Afterwards, I was besieged with well-meaning types reminding me that other addicts had endured unbearable losses and didn’t relapse. They were adamant that I could survive this and stay clean, so long as I asked for help. Over and over I was told, ‘Don’t forget that you’re an addict.’

‘I won’t.’ But their intensity was exhausting.

Back home, in the bathroom, I said to Luke, ‘We’re going to have to …’ I indicated the bath, the toys. ‘We can’t keep these, can we?’

‘Sure we can. We’ll put them into storage … because won’t we … I mean, we’ll have another?’

But how could we have another when we loved her so much? And how would I survive another pregnancy and the certainty that it would happen again?

50

In Sarina’s sitting room, I sat on an armchair, my body folding in on itself, getting as far away from Luke as possible. I sobbed and sobbed and sobbed. ‘Sorry.’ My voice was thick. ‘I’m really sorry.’

‘I’m sorry too. I’d never have brought you in here if I’d known about the photo.’ He was on the edge of the couch, leaning far forward, right into my space, but he didn’t touch me.

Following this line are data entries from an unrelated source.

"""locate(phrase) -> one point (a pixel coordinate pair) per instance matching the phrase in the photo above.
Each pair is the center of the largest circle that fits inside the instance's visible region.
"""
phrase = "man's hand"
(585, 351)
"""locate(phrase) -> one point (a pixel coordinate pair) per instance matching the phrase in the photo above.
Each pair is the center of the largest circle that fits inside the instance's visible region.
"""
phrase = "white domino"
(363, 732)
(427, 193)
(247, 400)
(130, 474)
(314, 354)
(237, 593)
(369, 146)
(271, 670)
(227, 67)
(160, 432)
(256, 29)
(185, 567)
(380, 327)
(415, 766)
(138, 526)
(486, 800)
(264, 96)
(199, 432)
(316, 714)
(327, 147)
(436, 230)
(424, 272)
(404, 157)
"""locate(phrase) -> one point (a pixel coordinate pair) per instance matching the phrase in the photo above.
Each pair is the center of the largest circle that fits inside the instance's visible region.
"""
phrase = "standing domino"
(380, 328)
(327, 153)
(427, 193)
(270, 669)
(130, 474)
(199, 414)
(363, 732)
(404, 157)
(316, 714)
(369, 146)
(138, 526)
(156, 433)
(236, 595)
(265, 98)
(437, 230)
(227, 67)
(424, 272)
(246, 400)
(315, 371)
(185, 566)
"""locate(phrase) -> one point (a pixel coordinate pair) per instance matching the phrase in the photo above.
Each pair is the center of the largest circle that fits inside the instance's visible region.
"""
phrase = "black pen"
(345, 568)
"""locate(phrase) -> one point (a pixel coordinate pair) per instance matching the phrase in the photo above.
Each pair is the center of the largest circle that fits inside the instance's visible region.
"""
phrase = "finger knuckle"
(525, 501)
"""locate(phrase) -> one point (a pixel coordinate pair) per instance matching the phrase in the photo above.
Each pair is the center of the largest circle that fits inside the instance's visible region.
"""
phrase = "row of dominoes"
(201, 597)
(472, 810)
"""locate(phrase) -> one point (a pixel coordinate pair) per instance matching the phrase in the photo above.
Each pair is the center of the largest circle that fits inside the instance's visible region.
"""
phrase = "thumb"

I just needed to stop crying, then I could leave.

‘Stay there,’ he said. ‘Don’t move.’ He sprang upright, left the room and moments later returned, tearing sheets off a roll of kitchen paper.

I pressed them to my salty skin.

‘I wish I could cry,’ he said.

I met his eyes. ‘I wish I could stop.’

We both managed a weak laugh and I dropped my gaze.

‘Rachel?’ His tone made me look up. ‘Just because I’m not crying doesn’t mean that I don’t feel it.’

‘I didn’t. I don’t think that.’

‘You probably think that I … I know you must hate me.’

Startled, I said, ‘Well. I mean …’

‘You have to know that losing her changed me forever.’ Suddenly there he was – the man I used to know, in pain but recognizable. ‘I had no say in any of it. I was powerless.’

‘Oh …’

‘Please believe me.’ His look was deadly earnest and the hairs on the back of my neck prickled. This, I suddenly understood, was his apology, the one I’d waited six years for. There was sincerity in his eyes – and guilt. ‘If things could have been different …’ He stopped and began again. ‘I wish I could have been different.’

The longed-for admission of remorse hadn’t gone anything like my wildest fantasies, but he’d given me a credible reason for why he’d stopped loving me.

‘I’ve often wondered …’ he said. ‘You know how it –’

But something was going on outside the window, something that couldn’t be ignored. ‘Luke. Hold on a …’ I hurried to shift the sheer curtains. ‘It’s a rainbow! Come here.’

I turned to him. ‘Rainbows are her. I see them at important times in my life – I know it sounds mad but that’s her, she’s here.’

‘Are you serious?’ He sounded surprised. Wrong-footed, almost.